PHILADELPHIA (PA)
Philadelphia Inquirer
By Marie A. Conn
We are not even to the midterm point of this fall semester, and one of my seniors has already dug herself into a hole so deep that she may not be able to salvage the course. The remarkable thing is her uncanny ability to blame everyone else for this dire situation: me, her internship supervisor, the athletic director. Any target will do, so long as it keeps her from facing the problem squarely and taking responsibility for it. And, sadly, this should not surprise me.
After all, when District Attorney Lynne Abraham published the grand jury report on the sexual abuse by priests in the Philadelphia Archdiocese, Cardinal Justin Rigali cried anti-Catholic bias. And when House Majority Leader Tom DeLay was indicted, he cried partisan politics. On every level of our society, the response to difficult situations is to focus attention, not on the issue, but on those who make it known.
Perhaps there is nothing new in this. Children, whose primary moral compass consists in earning praise and avoiding punishment, learn early on to blame someone else. But in my world, it was up to the adults involved to point out that this is not the best way to handle things. The adage "honesty is the best policy" used to actually mean something.

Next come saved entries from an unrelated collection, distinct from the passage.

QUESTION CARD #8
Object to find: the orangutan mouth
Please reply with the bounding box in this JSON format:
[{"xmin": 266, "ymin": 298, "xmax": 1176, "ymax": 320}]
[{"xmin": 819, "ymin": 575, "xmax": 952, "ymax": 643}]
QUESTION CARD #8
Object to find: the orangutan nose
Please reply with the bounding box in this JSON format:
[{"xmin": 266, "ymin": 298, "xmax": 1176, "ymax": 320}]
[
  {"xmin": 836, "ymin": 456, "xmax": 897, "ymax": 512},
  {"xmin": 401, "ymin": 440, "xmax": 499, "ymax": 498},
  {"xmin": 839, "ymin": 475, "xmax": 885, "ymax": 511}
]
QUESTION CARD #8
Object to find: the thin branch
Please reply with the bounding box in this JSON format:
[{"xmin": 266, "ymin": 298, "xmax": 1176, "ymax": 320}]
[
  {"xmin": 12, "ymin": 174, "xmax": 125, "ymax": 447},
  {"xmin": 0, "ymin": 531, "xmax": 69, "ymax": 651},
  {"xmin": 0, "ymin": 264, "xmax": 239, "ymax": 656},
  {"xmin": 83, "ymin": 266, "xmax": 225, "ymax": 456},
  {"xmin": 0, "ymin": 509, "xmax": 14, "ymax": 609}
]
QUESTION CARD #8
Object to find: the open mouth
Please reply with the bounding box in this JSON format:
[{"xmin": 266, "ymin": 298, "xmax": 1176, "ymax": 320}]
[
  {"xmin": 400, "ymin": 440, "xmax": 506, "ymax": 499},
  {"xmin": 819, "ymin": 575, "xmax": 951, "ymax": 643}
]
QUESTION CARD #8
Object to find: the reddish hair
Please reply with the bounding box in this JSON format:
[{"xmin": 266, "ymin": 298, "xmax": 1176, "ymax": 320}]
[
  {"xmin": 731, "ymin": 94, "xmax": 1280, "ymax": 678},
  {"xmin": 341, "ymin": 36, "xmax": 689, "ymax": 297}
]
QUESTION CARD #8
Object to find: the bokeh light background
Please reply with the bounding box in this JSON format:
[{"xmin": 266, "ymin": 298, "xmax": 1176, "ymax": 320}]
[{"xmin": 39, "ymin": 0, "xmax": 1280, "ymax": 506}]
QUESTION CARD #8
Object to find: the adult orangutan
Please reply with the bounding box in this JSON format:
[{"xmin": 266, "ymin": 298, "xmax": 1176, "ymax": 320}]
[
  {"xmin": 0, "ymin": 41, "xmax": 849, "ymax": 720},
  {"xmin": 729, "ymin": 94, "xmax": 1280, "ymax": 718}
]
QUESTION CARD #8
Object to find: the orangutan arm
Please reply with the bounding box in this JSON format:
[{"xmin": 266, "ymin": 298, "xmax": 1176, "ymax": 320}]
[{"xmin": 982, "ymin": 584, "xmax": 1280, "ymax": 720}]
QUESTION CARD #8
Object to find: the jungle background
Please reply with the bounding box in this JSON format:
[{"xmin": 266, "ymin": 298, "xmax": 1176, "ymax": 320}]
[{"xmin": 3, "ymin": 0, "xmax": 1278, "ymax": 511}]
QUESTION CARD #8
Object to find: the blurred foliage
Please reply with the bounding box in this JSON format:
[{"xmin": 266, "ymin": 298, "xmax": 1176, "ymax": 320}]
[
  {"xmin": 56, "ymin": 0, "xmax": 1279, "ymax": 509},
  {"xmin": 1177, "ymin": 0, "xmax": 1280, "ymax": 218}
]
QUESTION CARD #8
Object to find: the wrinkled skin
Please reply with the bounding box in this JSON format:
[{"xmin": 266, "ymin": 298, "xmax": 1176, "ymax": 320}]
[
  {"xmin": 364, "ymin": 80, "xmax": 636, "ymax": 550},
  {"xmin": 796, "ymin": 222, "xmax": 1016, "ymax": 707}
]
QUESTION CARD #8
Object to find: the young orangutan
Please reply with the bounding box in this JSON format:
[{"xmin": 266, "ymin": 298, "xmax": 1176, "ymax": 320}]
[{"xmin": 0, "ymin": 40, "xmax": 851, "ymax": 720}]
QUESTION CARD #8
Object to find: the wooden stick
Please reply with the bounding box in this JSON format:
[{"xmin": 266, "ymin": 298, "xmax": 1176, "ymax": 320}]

And perhaps one of the most negative aspects of playing "the blame game," as the media love to call it, is that it requires a level of hypocrisy that is almost as bad as the original action or behavior itself. Although I can never enter into the emotional, physical, psychological and spiritual pain endured by the victims of priest abuse, or understand the suffering of the many decent and dedicated priests in our diocese, I can feel the sting of betrayal on the level of an active, lifelong Catholic who loves her church.